Submitted by daanikp t3_zqoec7 in BuyItForLife
Reply to comment by DiaMat2040 in My mom’s 50 year old magnifier from the CCCP era. The star is a state quality mark of the USSR which works as a certification of quality. by daanikp
General build quality in the USSR was terrible.
Here's an article with a lot of academic sources discussing the overall low quality of Soviet consumer goods: https://nintil.com/the-soviet-union-durable-goods/
If something was for military or government use, it was generally pretty good. Otherwise, you got whatever crap the local factory spat out, because there was no competition.
I find that in the past this was true, but many products I find today are made very very cheaply, even good quality brands I have bought before are breaking. It feels like we ended up with the same result just with more steps and more waste. So I am thinking maybe there needs to be some oversight in quality of consumer goods again to decrease waste and increase durability.
Sure, but then everything you want to buy will be 2-3x more costly.
You can find long-lasting stuff without issue. It just costs a lot more. Durability costs money.
I wouldn’t say “without issue.” You have to hack your way through mounds of junk and a high price is no guarantee of quality.
Not really. You either buy commercial or you can find which particular brands are fine.
High price doesn't necessarily mean high quality, but low price is a guarantee of low quality.
Surely you have read this sub enough to know that’s not true.
Yes, it is.
There's just a lot of people here who don't know what they are talking about pretending to be experts.
It's not like consumer goods manufacturers are making insane margins. Single digit operating profit is pretty normal in that industry.
The question is just "do consumers want to pay more for quality," and the answer is virtually always "not really."

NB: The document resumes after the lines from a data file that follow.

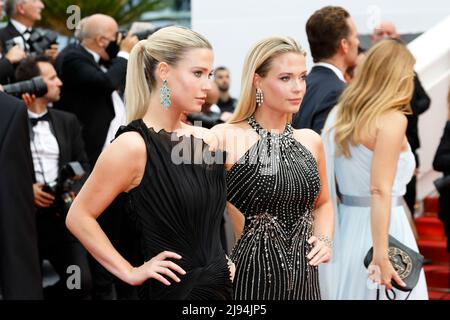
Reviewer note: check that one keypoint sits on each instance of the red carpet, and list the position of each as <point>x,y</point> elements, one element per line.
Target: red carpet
<point>433,245</point>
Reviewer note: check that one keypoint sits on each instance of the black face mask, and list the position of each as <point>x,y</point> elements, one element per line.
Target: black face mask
<point>112,49</point>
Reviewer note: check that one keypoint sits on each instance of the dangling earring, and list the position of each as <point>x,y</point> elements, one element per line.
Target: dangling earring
<point>165,95</point>
<point>259,97</point>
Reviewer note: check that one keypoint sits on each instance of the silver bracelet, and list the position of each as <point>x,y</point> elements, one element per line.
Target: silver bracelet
<point>325,239</point>
<point>229,261</point>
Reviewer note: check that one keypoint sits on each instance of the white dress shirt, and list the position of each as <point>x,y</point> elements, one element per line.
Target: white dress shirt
<point>45,150</point>
<point>120,117</point>
<point>335,69</point>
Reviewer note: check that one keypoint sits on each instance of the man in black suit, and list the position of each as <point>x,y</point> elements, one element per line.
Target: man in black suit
<point>90,92</point>
<point>333,40</point>
<point>88,89</point>
<point>20,276</point>
<point>420,103</point>
<point>441,163</point>
<point>55,141</point>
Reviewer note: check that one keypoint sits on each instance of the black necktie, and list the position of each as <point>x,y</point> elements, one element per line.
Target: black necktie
<point>45,117</point>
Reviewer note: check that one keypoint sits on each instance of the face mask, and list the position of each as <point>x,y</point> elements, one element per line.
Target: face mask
<point>112,49</point>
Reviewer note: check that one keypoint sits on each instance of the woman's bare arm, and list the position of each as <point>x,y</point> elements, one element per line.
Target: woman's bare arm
<point>118,169</point>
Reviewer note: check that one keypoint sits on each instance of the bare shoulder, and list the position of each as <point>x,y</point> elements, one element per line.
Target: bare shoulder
<point>128,150</point>
<point>226,128</point>
<point>310,139</point>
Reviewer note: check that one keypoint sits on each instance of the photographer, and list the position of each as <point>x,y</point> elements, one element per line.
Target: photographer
<point>55,141</point>
<point>90,89</point>
<point>442,163</point>
<point>20,276</point>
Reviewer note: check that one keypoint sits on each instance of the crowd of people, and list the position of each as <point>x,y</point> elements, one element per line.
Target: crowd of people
<point>134,159</point>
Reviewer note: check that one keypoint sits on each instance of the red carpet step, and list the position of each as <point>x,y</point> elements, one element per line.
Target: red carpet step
<point>438,276</point>
<point>431,204</point>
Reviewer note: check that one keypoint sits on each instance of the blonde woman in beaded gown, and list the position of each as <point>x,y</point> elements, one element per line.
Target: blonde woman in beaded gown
<point>278,197</point>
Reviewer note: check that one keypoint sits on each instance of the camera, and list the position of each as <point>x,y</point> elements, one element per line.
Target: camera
<point>39,41</point>
<point>62,188</point>
<point>34,86</point>
<point>442,184</point>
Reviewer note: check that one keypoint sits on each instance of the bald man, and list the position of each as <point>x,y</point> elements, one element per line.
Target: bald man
<point>89,86</point>
<point>384,30</point>
<point>419,104</point>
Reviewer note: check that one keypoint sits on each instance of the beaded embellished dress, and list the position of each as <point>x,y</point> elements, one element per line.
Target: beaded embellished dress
<point>275,185</point>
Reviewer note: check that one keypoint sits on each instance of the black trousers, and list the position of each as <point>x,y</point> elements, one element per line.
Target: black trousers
<point>67,256</point>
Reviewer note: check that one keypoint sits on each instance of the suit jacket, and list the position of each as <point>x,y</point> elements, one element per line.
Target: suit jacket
<point>20,274</point>
<point>87,93</point>
<point>6,68</point>
<point>323,88</point>
<point>67,131</point>
<point>6,71</point>
<point>420,103</point>
<point>441,163</point>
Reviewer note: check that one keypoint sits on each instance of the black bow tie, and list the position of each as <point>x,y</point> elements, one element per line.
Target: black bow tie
<point>45,117</point>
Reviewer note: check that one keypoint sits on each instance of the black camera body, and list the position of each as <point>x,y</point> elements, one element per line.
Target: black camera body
<point>141,35</point>
<point>39,41</point>
<point>62,188</point>
<point>35,86</point>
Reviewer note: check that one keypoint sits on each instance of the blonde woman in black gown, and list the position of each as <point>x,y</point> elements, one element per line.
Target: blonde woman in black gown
<point>277,186</point>
<point>175,198</point>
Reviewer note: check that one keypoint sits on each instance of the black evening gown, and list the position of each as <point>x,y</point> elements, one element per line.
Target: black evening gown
<point>178,207</point>
<point>275,185</point>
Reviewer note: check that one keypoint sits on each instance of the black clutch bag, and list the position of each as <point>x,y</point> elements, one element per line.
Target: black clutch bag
<point>406,262</point>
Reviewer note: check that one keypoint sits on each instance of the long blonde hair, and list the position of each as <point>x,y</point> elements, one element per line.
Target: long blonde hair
<point>258,61</point>
<point>165,45</point>
<point>384,83</point>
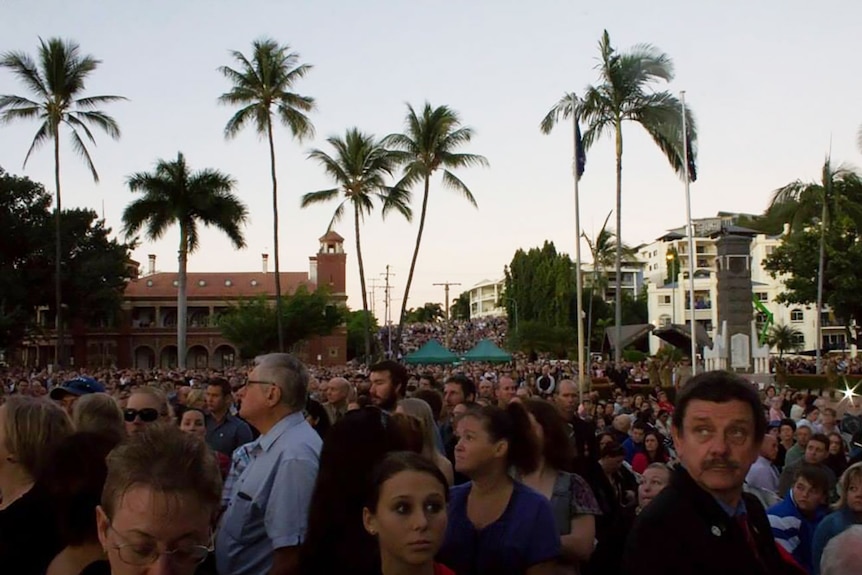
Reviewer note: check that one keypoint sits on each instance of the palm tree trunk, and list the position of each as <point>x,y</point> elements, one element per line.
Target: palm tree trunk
<point>362,286</point>
<point>413,263</point>
<point>182,310</point>
<point>618,303</point>
<point>60,347</point>
<point>820,266</point>
<point>278,304</point>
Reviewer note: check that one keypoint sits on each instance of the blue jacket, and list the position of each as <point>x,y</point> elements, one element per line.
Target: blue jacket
<point>834,524</point>
<point>794,531</point>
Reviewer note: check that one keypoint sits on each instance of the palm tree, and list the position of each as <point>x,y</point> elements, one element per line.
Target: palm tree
<point>603,249</point>
<point>784,338</point>
<point>57,82</point>
<point>428,144</point>
<point>263,86</point>
<point>837,194</point>
<point>624,93</point>
<point>359,168</point>
<point>173,194</point>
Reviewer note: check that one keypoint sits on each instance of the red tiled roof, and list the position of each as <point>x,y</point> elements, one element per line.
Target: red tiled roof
<point>216,285</point>
<point>331,236</point>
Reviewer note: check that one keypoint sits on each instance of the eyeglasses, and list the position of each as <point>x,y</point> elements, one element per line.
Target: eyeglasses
<point>251,382</point>
<point>147,414</point>
<point>147,553</point>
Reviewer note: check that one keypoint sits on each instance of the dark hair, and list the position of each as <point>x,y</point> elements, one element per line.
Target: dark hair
<point>433,398</point>
<point>822,438</point>
<point>815,475</point>
<point>315,409</point>
<point>661,455</point>
<point>612,450</point>
<point>393,464</point>
<point>430,379</point>
<point>468,388</point>
<point>789,422</point>
<point>557,450</point>
<point>74,479</point>
<point>336,541</point>
<point>511,424</point>
<point>397,374</point>
<point>222,384</point>
<point>721,387</point>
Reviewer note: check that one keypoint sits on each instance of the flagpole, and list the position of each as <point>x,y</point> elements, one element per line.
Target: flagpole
<point>691,248</point>
<point>578,279</point>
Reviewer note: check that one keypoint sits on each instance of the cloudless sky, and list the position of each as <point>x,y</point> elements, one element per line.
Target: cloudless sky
<point>773,84</point>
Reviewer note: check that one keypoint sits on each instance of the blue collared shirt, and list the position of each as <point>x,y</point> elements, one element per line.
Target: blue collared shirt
<point>269,501</point>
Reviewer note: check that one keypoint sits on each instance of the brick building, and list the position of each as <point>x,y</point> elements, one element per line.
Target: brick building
<point>145,334</point>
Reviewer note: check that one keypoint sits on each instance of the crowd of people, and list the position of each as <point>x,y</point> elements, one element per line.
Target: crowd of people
<point>463,335</point>
<point>292,469</point>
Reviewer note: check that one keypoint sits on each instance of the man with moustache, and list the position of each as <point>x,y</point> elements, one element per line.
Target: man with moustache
<point>703,522</point>
<point>388,384</point>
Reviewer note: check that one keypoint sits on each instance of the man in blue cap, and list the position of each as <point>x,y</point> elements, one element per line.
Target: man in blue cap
<point>68,393</point>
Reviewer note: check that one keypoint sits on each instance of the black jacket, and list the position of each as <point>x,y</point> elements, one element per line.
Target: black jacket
<point>685,531</point>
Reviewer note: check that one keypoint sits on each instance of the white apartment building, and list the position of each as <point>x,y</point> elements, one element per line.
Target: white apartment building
<point>486,299</point>
<point>668,299</point>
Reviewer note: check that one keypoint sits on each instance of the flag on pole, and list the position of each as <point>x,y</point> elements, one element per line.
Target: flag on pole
<point>580,154</point>
<point>692,168</point>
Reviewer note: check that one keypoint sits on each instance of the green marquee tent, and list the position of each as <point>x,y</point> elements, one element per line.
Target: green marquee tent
<point>485,350</point>
<point>431,353</point>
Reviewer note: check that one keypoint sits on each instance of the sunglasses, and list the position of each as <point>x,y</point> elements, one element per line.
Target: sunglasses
<point>147,414</point>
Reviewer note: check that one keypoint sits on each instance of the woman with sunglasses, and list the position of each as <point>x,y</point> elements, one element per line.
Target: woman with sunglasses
<point>145,406</point>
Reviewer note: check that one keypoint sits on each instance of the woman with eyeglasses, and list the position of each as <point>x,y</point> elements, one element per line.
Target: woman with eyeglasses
<point>145,406</point>
<point>162,492</point>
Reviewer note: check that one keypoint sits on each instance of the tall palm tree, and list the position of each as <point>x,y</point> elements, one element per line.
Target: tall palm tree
<point>173,194</point>
<point>428,144</point>
<point>263,86</point>
<point>359,167</point>
<point>837,194</point>
<point>58,81</point>
<point>784,338</point>
<point>625,93</point>
<point>603,251</point>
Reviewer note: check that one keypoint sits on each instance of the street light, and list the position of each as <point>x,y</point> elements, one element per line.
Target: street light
<point>671,263</point>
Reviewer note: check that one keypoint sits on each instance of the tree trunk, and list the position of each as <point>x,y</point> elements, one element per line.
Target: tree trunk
<point>60,347</point>
<point>362,286</point>
<point>413,263</point>
<point>278,304</point>
<point>618,303</point>
<point>182,310</point>
<point>820,266</point>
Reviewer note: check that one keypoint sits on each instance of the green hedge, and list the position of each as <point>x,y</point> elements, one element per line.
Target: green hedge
<point>807,381</point>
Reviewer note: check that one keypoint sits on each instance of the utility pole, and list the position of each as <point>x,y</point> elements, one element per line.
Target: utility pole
<point>373,289</point>
<point>446,305</point>
<point>388,311</point>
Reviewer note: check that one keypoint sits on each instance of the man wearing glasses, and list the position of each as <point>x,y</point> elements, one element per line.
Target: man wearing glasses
<point>267,511</point>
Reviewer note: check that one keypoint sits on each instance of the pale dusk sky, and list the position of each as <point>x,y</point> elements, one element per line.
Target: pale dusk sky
<point>774,85</point>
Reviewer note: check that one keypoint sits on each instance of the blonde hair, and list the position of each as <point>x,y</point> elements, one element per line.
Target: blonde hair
<point>33,428</point>
<point>851,474</point>
<point>98,413</point>
<point>422,411</point>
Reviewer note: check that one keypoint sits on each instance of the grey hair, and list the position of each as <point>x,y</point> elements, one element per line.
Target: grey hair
<point>841,556</point>
<point>289,374</point>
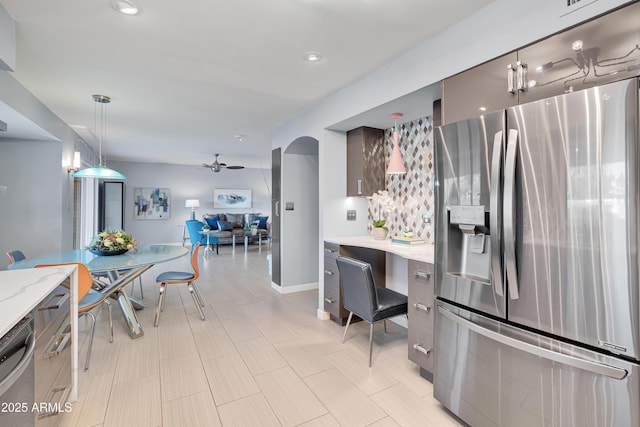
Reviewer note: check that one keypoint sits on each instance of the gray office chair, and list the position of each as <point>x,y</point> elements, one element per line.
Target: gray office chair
<point>360,296</point>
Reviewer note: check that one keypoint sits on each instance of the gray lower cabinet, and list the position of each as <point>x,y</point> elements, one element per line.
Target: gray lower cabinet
<point>332,298</point>
<point>421,316</point>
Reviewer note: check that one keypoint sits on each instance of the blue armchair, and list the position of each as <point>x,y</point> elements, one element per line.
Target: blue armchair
<point>194,226</point>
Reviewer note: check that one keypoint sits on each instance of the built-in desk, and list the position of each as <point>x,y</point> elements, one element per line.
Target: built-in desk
<point>404,268</point>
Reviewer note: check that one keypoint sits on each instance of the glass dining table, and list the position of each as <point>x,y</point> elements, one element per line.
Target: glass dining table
<point>135,262</point>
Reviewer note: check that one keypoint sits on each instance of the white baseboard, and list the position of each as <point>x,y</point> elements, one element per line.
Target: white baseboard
<point>296,288</point>
<point>323,315</point>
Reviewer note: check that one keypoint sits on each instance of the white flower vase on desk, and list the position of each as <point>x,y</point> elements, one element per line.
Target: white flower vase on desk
<point>379,233</point>
<point>384,202</point>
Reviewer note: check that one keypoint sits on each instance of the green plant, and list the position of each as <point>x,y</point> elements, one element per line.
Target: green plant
<point>113,240</point>
<point>385,203</point>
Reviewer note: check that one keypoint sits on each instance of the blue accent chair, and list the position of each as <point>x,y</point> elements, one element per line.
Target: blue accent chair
<point>194,226</point>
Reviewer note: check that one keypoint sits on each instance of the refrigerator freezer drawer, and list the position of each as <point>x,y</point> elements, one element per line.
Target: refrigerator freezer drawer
<point>492,374</point>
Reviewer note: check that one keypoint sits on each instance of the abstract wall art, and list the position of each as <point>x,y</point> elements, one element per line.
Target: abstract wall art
<point>152,203</point>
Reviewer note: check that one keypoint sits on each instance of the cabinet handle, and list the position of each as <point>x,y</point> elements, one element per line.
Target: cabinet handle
<point>421,349</point>
<point>422,307</point>
<point>511,79</point>
<point>55,345</point>
<point>422,274</point>
<point>522,77</point>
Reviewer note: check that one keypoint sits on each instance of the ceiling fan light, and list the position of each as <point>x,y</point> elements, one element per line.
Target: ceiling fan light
<point>126,7</point>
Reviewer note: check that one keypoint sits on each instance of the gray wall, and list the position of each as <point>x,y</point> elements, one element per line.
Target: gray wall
<point>300,225</point>
<point>187,182</point>
<point>36,209</point>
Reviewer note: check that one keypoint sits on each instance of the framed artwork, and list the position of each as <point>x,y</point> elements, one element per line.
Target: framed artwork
<point>226,198</point>
<point>152,203</point>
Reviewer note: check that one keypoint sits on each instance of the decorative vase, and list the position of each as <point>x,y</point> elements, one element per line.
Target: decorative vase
<point>107,253</point>
<point>379,233</point>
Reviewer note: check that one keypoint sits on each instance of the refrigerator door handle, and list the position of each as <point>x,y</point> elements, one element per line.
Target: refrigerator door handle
<point>495,214</point>
<point>509,213</point>
<point>576,362</point>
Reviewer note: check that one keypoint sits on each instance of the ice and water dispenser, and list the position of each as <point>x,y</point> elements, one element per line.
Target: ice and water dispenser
<point>469,248</point>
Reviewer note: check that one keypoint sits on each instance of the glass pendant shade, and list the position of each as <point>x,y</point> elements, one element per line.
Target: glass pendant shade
<point>396,165</point>
<point>100,171</point>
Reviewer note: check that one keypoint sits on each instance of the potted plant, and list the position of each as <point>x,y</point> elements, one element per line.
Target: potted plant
<point>384,203</point>
<point>112,242</point>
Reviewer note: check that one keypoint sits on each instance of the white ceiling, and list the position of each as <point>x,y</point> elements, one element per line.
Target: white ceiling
<point>186,76</point>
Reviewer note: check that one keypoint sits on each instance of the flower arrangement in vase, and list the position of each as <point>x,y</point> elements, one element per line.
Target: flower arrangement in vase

The bulletproof appliances at your grandparents' house cost a FORTUNE back then compared to what people earned: https://www.aei.org/carpe-diem/appliance-shopping-1959-vs-2012/
The cost of a washer/dryer set in 1959 represented 181.8 hours of work at the average hourly wage.
A washer/dryer set in 2012 represented 31 hours of work at the average hourly wage.
The newer model might only last 5-10 years instead of a lifetime. But businesses realized that that's fine for most consumers. Maybe even preferable - "I'll move before then; I don't want to pay extra so the next owner doesn't have to buy a washer and dryer."
Not because there was no competition. There’s plenty of competition for the crap we are surrounded by today, always 50 different brands of everything.
I'm talking about USSR products. In the USSR, there was genuinely no competition. No branding. Literally whatever your local factory churned out.
USA: Tyson, Purdue, oscar meyer, store brand chicken, etc. available nationwide
I meant the lack of competition wasn’t the problem. It was more about prioritizing resources.